Я ждал в роскошной прихожей. Аляповатость мрамора и позолоченной бронзы; трюмо; картина, похожая на Фрагонара. Давящее изобилие, нервная дрожь. Через минуту она вернулась с визитной карточкой. «Г-жа Лилия де Сейтас, Динсфорд-хаус, Мач-Хэдем, Хертфордшир» – прочел я.
– Мы не виделись несколько лет, – сказала дама.
– Очень вам благодарен. – Я попятился к двери.
– Может, чаю? Выпьете что-нибудь?
Теперь в ее глазах светилась сдерживаемая алчность, будто она уже предвкушала, как высосет мою кровь. Богомолиха в драгоценной клетке. Я поспешно отказался.
Сев в машину, я в последний раз оглядел окрестности дома 46. Где-то здесь, возможно, прошла юность Кончиса. За домом высилось нечто вроде фабрики, но из справочника я знал, что это крикетный стадион. Садовых участков за высокими стенами не видно; «садик» теперь, скорее всего, задавлен нависающими трибунами. Ведь построены они, очевидно, после первой мировой.
Назавтра, в одиннадцать утра, я достиг Мач-Хэдема. День выдался погожий, безоблачный, синий, какие бывают ранней осенью; казалось, я снова в Греции. Динсфорд-хаус стоял в стороне от деревни и, хотя я ожидал большего, впечатление производил; элегантный широкий фасад с изящным, ненавязчивым орнаментом, красно-белый; ухоженный участок величиной примерно с акр. Тут дверь открыла прислуга-скандинавка. Да, г-жа де Сейтас дома – она сейчас в конюшне, сюда, за угол.

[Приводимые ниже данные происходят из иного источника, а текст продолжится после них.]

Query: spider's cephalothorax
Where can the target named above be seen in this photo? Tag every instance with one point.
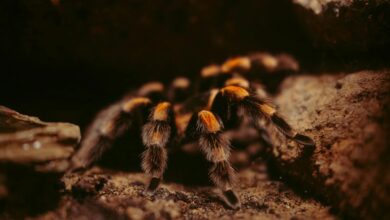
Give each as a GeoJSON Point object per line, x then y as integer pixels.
{"type": "Point", "coordinates": [203, 113]}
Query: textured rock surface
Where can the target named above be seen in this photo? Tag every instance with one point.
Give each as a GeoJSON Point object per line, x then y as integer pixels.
{"type": "Point", "coordinates": [28, 140]}
{"type": "Point", "coordinates": [348, 116]}
{"type": "Point", "coordinates": [118, 195]}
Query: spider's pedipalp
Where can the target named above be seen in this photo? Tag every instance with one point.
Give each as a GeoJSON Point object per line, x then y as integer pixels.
{"type": "Point", "coordinates": [216, 148]}
{"type": "Point", "coordinates": [156, 135]}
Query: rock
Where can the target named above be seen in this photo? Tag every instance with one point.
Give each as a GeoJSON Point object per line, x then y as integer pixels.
{"type": "Point", "coordinates": [28, 140]}
{"type": "Point", "coordinates": [123, 196]}
{"type": "Point", "coordinates": [348, 117]}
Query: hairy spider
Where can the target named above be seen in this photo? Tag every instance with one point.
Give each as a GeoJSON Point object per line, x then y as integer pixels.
{"type": "Point", "coordinates": [223, 100]}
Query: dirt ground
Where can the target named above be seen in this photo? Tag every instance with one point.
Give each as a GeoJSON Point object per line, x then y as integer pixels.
{"type": "Point", "coordinates": [107, 194]}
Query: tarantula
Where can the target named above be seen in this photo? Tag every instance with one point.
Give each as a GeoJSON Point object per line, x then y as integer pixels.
{"type": "Point", "coordinates": [222, 100]}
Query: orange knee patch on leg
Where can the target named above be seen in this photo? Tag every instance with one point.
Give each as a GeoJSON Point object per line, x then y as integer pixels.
{"type": "Point", "coordinates": [209, 120]}
{"type": "Point", "coordinates": [239, 62]}
{"type": "Point", "coordinates": [235, 91]}
{"type": "Point", "coordinates": [161, 111]}
{"type": "Point", "coordinates": [237, 81]}
{"type": "Point", "coordinates": [134, 103]}
{"type": "Point", "coordinates": [267, 109]}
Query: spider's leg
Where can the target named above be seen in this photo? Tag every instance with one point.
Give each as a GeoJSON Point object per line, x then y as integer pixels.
{"type": "Point", "coordinates": [108, 125]}
{"type": "Point", "coordinates": [260, 61]}
{"type": "Point", "coordinates": [207, 128]}
{"type": "Point", "coordinates": [156, 135]}
{"type": "Point", "coordinates": [233, 99]}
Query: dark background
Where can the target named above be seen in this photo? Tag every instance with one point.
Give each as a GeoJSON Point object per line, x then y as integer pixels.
{"type": "Point", "coordinates": [64, 60]}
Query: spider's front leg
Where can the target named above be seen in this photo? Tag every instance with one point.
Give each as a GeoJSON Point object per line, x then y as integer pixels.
{"type": "Point", "coordinates": [157, 133]}
{"type": "Point", "coordinates": [108, 125]}
{"type": "Point", "coordinates": [208, 129]}
{"type": "Point", "coordinates": [233, 100]}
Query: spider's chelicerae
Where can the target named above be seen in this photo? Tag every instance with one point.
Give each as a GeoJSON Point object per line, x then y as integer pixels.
{"type": "Point", "coordinates": [223, 100]}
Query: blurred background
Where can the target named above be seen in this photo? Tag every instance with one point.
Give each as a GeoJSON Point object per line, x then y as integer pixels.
{"type": "Point", "coordinates": [64, 60]}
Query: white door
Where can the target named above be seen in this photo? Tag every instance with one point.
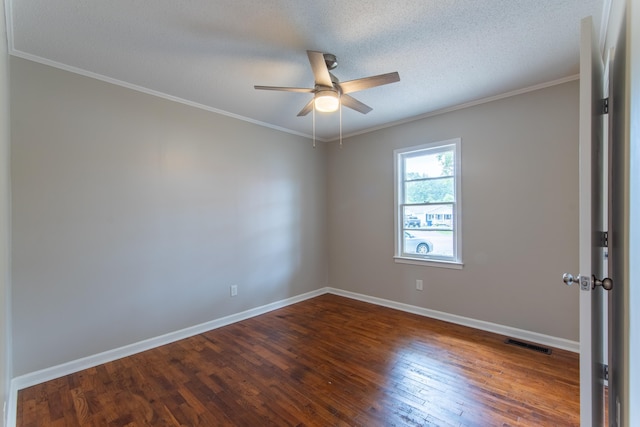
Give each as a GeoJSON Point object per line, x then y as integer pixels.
{"type": "Point", "coordinates": [591, 228]}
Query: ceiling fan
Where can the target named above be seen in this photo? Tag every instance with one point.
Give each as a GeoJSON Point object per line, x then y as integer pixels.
{"type": "Point", "coordinates": [329, 93]}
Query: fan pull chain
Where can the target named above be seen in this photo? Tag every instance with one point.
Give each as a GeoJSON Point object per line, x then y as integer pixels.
{"type": "Point", "coordinates": [340, 124]}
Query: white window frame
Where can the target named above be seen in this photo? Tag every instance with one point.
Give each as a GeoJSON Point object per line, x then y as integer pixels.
{"type": "Point", "coordinates": [454, 262]}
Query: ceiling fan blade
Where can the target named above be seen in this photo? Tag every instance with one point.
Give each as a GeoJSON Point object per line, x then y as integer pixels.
{"type": "Point", "coordinates": [307, 108]}
{"type": "Point", "coordinates": [285, 89]}
{"type": "Point", "coordinates": [369, 82]}
{"type": "Point", "coordinates": [354, 104]}
{"type": "Point", "coordinates": [319, 67]}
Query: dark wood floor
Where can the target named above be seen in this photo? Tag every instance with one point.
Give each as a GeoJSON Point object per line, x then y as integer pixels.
{"type": "Point", "coordinates": [328, 361]}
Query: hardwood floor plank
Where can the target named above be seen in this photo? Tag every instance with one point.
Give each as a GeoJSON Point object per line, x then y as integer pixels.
{"type": "Point", "coordinates": [328, 361]}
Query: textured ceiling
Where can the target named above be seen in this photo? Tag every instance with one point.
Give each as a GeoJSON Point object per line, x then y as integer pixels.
{"type": "Point", "coordinates": [211, 52]}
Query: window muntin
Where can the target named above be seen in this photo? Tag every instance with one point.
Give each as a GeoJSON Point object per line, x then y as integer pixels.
{"type": "Point", "coordinates": [428, 202]}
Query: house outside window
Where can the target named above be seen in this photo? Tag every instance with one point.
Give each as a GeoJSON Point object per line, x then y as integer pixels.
{"type": "Point", "coordinates": [427, 200]}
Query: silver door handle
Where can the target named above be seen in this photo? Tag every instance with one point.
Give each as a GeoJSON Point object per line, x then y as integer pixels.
{"type": "Point", "coordinates": [587, 283]}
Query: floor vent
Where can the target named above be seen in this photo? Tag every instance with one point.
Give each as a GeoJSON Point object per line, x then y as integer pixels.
{"type": "Point", "coordinates": [534, 347]}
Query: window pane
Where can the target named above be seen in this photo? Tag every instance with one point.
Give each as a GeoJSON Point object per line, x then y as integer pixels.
{"type": "Point", "coordinates": [432, 242]}
{"type": "Point", "coordinates": [429, 191]}
{"type": "Point", "coordinates": [432, 165]}
{"type": "Point", "coordinates": [429, 216]}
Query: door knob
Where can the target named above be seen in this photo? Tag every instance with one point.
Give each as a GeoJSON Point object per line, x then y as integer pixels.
{"type": "Point", "coordinates": [587, 283]}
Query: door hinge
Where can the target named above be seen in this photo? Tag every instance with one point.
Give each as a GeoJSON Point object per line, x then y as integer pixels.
{"type": "Point", "coordinates": [602, 239]}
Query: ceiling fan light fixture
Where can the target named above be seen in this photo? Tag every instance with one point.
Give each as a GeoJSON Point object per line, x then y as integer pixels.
{"type": "Point", "coordinates": [327, 101]}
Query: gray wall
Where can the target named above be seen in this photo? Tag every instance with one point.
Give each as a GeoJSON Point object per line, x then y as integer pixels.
{"type": "Point", "coordinates": [519, 218]}
{"type": "Point", "coordinates": [5, 341]}
{"type": "Point", "coordinates": [133, 215]}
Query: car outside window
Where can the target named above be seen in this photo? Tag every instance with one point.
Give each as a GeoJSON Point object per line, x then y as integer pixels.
{"type": "Point", "coordinates": [427, 199]}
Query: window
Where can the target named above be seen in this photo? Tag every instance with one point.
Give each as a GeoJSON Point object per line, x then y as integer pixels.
{"type": "Point", "coordinates": [427, 195]}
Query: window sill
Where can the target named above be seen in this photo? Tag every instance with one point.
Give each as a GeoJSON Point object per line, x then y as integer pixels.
{"type": "Point", "coordinates": [455, 265]}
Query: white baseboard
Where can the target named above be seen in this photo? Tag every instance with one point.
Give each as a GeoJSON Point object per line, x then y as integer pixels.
{"type": "Point", "coordinates": [33, 378]}
{"type": "Point", "coordinates": [533, 337]}
{"type": "Point", "coordinates": [47, 374]}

Гравийная дорожка ныряла в кирпичную арку. За двумя гаражами виднелась конюшня; я почувствовал запах лошадей. В дверях появился мальчуган с корзиной. Заметив меня, крикнул: «Мама! Тут какой-то дядя!» Следом вышла стройная женщина в брюках для верховой езды, в перчатках, красном платке и красной клетчатой рубашке. На вид ей было не больше сорока: еще не старая, энергичная, со здоровым румянцем.
– Чем могу быть полезна?
– Вообще-то я к г-же де Сейтас.
– Г-жа де Сейтас – это я.
А я-то думал, она седая, ровесница Кончиса. Вблизи проявились морщины у глаз, легкая, но красноречивая дряблость шеи; пышные каштановые волосы, скорее всего – крашеные. Пожалуй, ей пятьдесят, а не сорок; но все равно лет на десять меньше, чем нужно.
– Г-жа Лилия де Сейтас?
– Да.
– Ваш адрес мне дала миссис Саймон Маркс. – Она скорчила гримаску, и я понял, что это не лучшая рекомендация. – Я пишу книгу, и вы можете мне помочь.
– Я?
– Ведь ваша девичья фамилия – Монтгомери?
– Но отец…
– Книга не о вашем отце. – В конюшне заржал пони. Мальчик смотрел на меня недоверчиво; мать велела ему не глазеть и живо наполнить корзину. Я пустил в ход все свое оксфордское обаяние. – Если я не вовремя, назначьте любой другой день.
– Да мы просто навоз убираем. – Отставила метлу. – Если не об отце, то о ком?
– Я работаю над биографией… Мориса Кончиса. Я смотрел во все глаза; в лице ее ничто не дрогнуло.
– Мориса… как-как?
– Кончиса. – Я произнес фамилию раздельно. – Это знаменитый греческий писатель. В молодости он жил в Англии.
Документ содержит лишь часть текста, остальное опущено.